Mum was a teacher and I could read and write before I started school, but no, I wasn't "homeschooled".
Neither of my parents were teachers but I could read and write before primary started. My eldest niece likewise (I don't know about the others).Mum was a teacher and I could read and write before I started school, but no, I wasn't "homeschooled".
I've known quite a few homeschooled folks, mostly for religious reasons, most I've know were at least as well educated as the typical public school kids I've known.
I had a friend in grades school who's parents homeschooled him from around the 3rd to 10th grade. Funny thing is, his dad was a public school teacher.
I've met one person in my life that I known to have been homeschooled for non-religious reasons and they were a perfectly sociable person that seemed to be quite talented student.

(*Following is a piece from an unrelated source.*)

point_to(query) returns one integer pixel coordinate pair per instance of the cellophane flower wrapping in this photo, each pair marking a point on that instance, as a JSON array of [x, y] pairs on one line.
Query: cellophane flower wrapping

All the rest I've met were usually homeschooled for less good reasons, mostly to seclude them away from the secular world. Not surprising that the quality of education coming from religious whack-a-doos was generally quite poor.
So yeah, I already knew everything from home, but technically I still had to go to school anyway
Sucked to be me
That seems like damning with faint praise to me. A student getting one on one attention, assuming they don't have any complicating factors, should be outperforming any public school where large group instruction is the norm. It's a huge manpower demand to homeschool children vs sending them to public schools, you'd hope there was some benefit to justify it.
Strictly speaking, no I was not homeschooled. But both my dad and stepmother were teachers, and specifically my dad was my teacher (mathematics) so inevitably some stuff blurred across the divide between home and school. In particular I was an avid reader of my dad's books on manthematics and popular science.